In this issue of Evidence-Based Dentistry we look at a number of systematic reviews published as the result of an initiative by the European Federation of Periodontology. These represent a commitment by the Federation and its members to clarify the evidence-base of periodontology. The production of these reviews — as with any systematic review — represents a great deal of work. This is not just in terms of the review itself but also the training necessary to bring all the participants up to speed.

The results summarised in the journal have also been produced over a relatively short timescale for systematic reviews (less than a year). This owes much to the enthusiastic core group of authors and the support of Ian Needleman and David Moles, who are the Director and Deputy Director respectively of the International Centre for Evidence-based Periodontology, based at the Eastman Dental Institute in London, UK.

The reviews provide answers to some questions that periodontologists have been debating for some time. Nevertheless, as with most reviews that have been completed in dentistry to date, they leave us with further questions remaining to be resolved. Even in the case of periodontology, which has been leading dentistry in the number of randomised controlled trials it produces, the review teams found few trials of good quality and comparable outcomes, limiting their ability to combine studies. There are a variety of reasons for this, and there is a need for the dental research community to address these issues, and not just in periodontal studies.

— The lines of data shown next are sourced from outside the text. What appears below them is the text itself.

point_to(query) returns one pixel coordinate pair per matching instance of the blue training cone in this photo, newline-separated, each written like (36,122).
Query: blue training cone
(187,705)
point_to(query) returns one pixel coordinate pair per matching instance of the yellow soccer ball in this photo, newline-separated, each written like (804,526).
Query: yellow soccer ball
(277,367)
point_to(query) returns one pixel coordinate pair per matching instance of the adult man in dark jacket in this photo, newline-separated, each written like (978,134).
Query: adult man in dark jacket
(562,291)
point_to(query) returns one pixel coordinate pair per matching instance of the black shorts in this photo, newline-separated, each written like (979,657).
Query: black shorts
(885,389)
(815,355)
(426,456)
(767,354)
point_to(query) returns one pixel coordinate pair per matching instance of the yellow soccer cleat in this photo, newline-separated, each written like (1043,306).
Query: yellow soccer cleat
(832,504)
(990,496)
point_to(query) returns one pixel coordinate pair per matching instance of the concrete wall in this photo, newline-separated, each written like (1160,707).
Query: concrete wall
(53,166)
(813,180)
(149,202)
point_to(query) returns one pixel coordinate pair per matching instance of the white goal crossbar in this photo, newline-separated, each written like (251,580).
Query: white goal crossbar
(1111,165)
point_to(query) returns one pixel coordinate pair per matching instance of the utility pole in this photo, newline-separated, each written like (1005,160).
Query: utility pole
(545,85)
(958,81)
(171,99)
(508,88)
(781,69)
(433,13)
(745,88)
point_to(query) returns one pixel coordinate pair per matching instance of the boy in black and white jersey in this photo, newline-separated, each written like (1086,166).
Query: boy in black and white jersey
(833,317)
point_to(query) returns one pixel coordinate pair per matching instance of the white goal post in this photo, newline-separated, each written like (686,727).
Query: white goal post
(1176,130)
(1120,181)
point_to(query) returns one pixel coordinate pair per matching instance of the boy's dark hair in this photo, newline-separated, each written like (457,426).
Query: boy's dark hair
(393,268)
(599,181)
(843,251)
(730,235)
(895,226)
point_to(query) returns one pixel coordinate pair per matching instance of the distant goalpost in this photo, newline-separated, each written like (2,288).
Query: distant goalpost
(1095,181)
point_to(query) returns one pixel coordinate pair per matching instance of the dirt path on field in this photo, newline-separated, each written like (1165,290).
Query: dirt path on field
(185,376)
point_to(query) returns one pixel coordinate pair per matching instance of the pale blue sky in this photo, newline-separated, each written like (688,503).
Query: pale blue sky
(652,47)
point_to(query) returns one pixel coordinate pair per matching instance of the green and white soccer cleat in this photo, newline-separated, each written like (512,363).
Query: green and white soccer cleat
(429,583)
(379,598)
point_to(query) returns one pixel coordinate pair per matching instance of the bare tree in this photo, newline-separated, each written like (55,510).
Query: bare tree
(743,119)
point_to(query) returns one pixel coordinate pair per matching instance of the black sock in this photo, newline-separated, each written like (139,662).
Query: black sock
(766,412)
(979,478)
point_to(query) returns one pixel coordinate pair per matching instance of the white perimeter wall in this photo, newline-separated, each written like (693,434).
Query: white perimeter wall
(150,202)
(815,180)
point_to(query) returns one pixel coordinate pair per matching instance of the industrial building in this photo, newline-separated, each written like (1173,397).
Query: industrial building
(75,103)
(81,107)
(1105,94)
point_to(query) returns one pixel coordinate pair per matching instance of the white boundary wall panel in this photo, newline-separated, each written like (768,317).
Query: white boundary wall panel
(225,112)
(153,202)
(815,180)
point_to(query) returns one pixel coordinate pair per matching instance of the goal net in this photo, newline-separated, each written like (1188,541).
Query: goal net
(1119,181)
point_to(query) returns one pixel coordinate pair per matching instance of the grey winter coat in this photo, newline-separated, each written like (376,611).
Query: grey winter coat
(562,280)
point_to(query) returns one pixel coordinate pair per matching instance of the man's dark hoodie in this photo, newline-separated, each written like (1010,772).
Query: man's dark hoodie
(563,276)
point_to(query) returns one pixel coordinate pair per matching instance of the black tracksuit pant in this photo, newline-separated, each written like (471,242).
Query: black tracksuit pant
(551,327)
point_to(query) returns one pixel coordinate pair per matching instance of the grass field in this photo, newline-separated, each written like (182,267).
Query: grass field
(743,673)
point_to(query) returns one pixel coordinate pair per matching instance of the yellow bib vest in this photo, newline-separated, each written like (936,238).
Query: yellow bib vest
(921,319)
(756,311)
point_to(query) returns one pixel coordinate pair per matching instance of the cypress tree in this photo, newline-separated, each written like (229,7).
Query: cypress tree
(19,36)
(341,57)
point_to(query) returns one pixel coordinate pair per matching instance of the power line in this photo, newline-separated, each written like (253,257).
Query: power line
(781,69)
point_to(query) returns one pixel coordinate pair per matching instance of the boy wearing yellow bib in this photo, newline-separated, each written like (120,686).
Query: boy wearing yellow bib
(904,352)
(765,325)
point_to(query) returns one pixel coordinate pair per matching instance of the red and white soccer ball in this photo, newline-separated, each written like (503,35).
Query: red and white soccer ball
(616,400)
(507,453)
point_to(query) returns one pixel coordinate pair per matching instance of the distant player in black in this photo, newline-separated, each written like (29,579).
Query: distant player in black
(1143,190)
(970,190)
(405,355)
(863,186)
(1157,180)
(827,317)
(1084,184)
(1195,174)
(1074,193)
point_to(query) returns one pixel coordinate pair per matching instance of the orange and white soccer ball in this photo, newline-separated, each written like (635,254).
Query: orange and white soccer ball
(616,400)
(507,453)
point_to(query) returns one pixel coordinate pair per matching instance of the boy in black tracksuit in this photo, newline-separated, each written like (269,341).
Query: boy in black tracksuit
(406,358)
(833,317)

Many people question the value of systematic reviews because they often seem to be inconclusive. This is a negative interpretation of the valuable role they perform. Systematic reviews locate, appraise and synthesise evidence and thus provide a valuable benchmark of the current state of the dental evidence. They are a retrospective exercise of necessity, and they can only summarise the evidence that is available. If researchers do not like the message, “don't shoot the messenger”. Clarifying dental evidence is a primary role of the systematic review: in doing this such reviews inform us of the strength of evidence on which our current practice is based (good or bad), and any potential negative effect of treatment. They also identify obvious knowledge gaps requiring future research. All of these features are important to practitioners and to those who provide services, researchers and funding, as well as to patients.

In his text book Evidence-based Health Care,1 Muir Gray categorised three types of treatment and their impact on patients: those that do more good than harm; those that do more harm than good; and those of unknown effect. The number of treatments that have good evidence that they do more good than harm in dentistry is limited and I would suggest that the majority currently fall into the category of unknown effect. I imagine that many members of the dental profession today believe that most of what they do is of benefit to their patients either in the short or long term. Perhaps the wisest amongst us should realise that, as Socrates suggested, we must first accept that we know very little about the effectiveness of our treatments.

This issue of EBD also outlines the career of Helen Worthington, who has been made Professor of Evidence-based Care at Manchester University. This honour is richly deserved because Helen is one of the unsung driving forces behind the Cochrane Oral Health Group. I would like to add my personal congratulations on her appointment. Helen is one of those rare resources within dentistry in the UK: a dental statistician. Perhaps her appointment will lead to more statistical input in dental research within other dental research groups in the UK — preferably at the study design stage rather than just after the data collection has been completed. Perhaps then we can begin to address some of the quality issues within study design in dentistry.